Hi there.
I want to turn a static website (about 150 pages) into a SS site. I installed SS to test the StaticSiteImporter (latest trunk) and it works - but I don't know if it is as it should be.
When I check "Preview the content that will be extracted" I get many pages listed with the extracted content.
But the content looks like:
<?xml version="1.0" encoding="utf-8"?>
<!-- ra -->
<!DOCTYPE html ....
all HTML code
} catch(err) {}
//]]>
</script><!-- InstanceEnd -->
</body>
</html>
As I understand this feature it should only show me the grabbed content, right?

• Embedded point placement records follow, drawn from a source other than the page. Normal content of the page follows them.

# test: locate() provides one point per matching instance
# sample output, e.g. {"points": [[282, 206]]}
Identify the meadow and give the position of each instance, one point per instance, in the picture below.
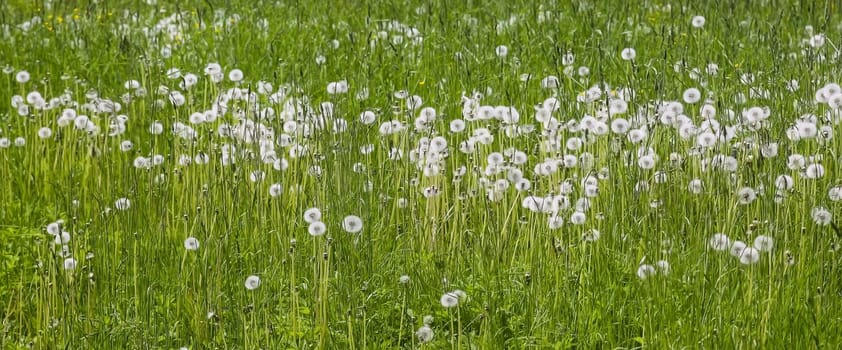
{"points": [[395, 174]]}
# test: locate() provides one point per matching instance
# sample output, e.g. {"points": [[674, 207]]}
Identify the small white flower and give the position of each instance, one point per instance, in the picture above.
{"points": [[317, 228], [122, 204], [191, 243], [424, 334], [312, 215], [252, 282], [821, 216], [749, 256], [352, 224]]}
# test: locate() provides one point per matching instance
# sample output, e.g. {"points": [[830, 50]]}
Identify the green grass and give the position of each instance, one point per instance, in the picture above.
{"points": [[135, 285]]}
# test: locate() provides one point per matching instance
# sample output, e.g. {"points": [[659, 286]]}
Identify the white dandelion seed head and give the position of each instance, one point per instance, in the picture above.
{"points": [[424, 334], [628, 54], [191, 243], [122, 204], [317, 228], [312, 215], [698, 21], [352, 224], [749, 256], [69, 264], [821, 216], [252, 282]]}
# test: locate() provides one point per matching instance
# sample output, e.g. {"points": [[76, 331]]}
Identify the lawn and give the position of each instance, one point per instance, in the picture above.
{"points": [[209, 174]]}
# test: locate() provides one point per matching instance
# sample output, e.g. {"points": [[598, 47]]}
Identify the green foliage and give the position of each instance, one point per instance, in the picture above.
{"points": [[134, 285]]}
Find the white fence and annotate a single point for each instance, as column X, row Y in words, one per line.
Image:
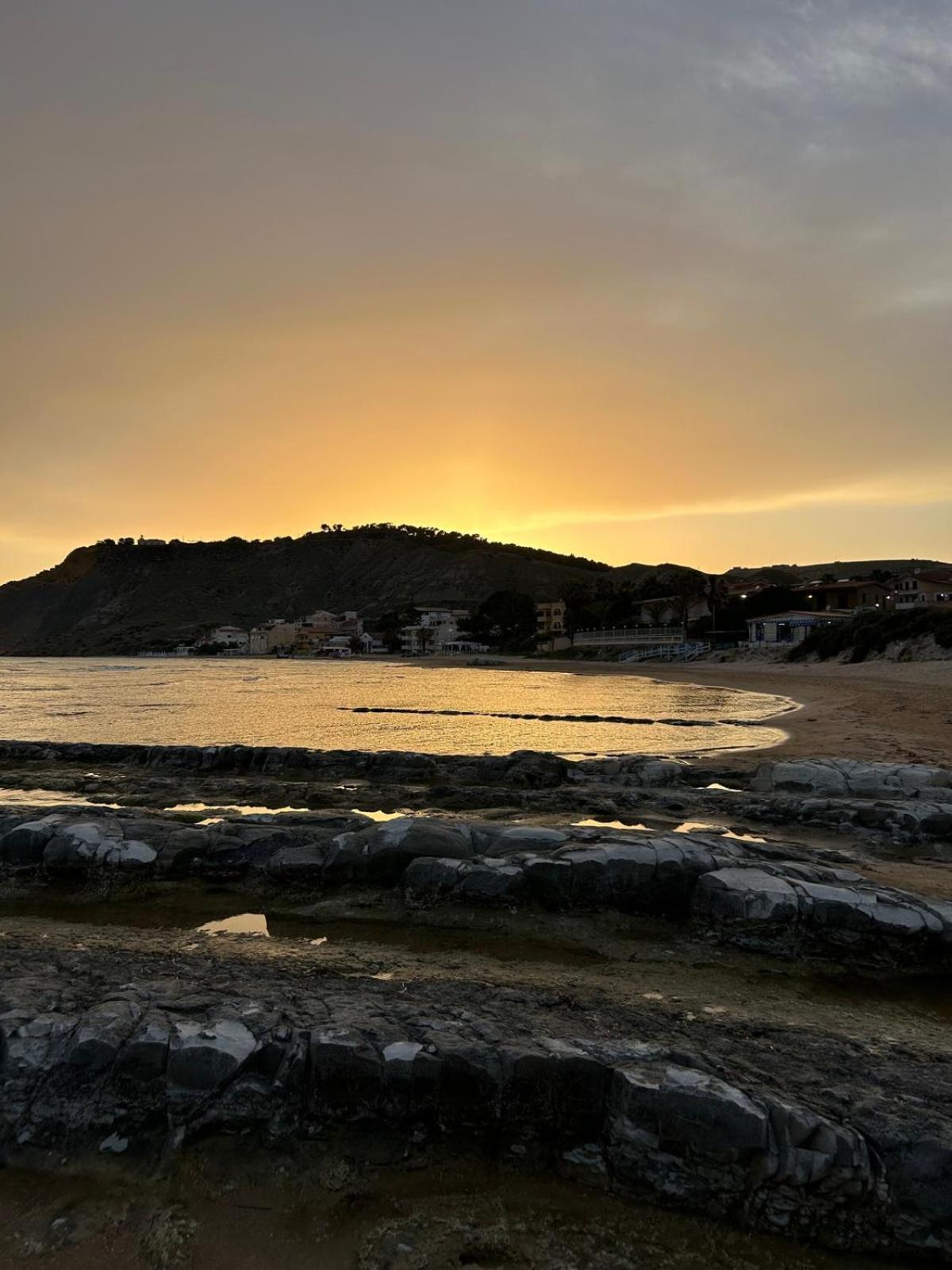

That is what I defined in mysite/_config.php
StaticImporter::set_url("www.example.com/");
StaticImporter::set_allowed_extensions(array('php','html','jpg','pdf'));
StaticImporter::set_rules(
array(
// Default rules for all other URLs
'conditions' => array(),
'fields' => array(
'Title' => array(
'xpath' => array(
'//h1'
),
'exclusive' => 1
),
'Hierarchy' => array(
'xpath' => array(
'//h2[contains(@class, "location")]/a/@href',
),
'exclusive' => 1
),
'Content' => array(
'xpath' => '//div[contains(@id, "content")]',
'includeMatchedTag' => 0
)
),
'exclusive' => 1
)
);
Targeted website: http://bit.ly/b5yrHV
Is the XPath wrong or can I import?